IMC-20D7S is well tolerated among patients with advanced melanoma with evidence of antitumor activity. Further investigation of this agent as monotherapy in selected patients or as part of combination regimens is warranted. Clin Cancer Res; 22(21); 5204-10. ©2016 AACR.

摘要

目的

酪氨酸酶相关蛋白1(TYRP1)是一种跨膜糖蛋白,在黑素细胞和黑色素瘤细胞中特异性表达。临床前数据表明,靶向TYRP1的单克隆抗体具有抗黑色素瘤活性。IMC-20D7S是一种靶向TYRP1的重组人IgG1单克隆抗体。

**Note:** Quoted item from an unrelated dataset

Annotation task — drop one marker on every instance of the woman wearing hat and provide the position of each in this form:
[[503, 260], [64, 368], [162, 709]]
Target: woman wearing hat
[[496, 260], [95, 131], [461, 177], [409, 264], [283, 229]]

在此,我们报告了IMC-20D7S的首次人体I/Ib期试验。

实验设计

本研究的主要目的是确定IMC-20D7S的安全性和最大耐受剂量(MTD)。在至少一线治疗后或治疗期间病情进展或不适合标准治疗的晚期黑色素瘤患者纳入了这项标准的3+3剂量递增、开放标签研究。IMC-20D7S每2或3周静脉注射一次。

结果

共纳入27例患者。最常见的不良事件分别是9例(33%)患者出现疲劳和8例(30%)患者出现便秘。没有与治疗相关的严重不良事件,没有因不良事件而停药,也没有治疗相关死亡。由于没有剂量限制性毒性,未确定MTD,但根据血清浓度和安全性数据,在每2周20mg/kg剂量下确定了一个临时MTD。1例患者出现完全缓解。观察到疾病控制率(定义为病情稳定或更好)为41%。

结论

IMC-20D7S在晚期黑色素瘤患者中耐受性良好,有抗肿瘤活性的证据。有必要对该药物在选定患者中作为单一疗法或作为联合治疗方案的一部分进行进一步研究。《临床癌症研究》;22(21);5204 - 10。©2016美国癌症研究协会。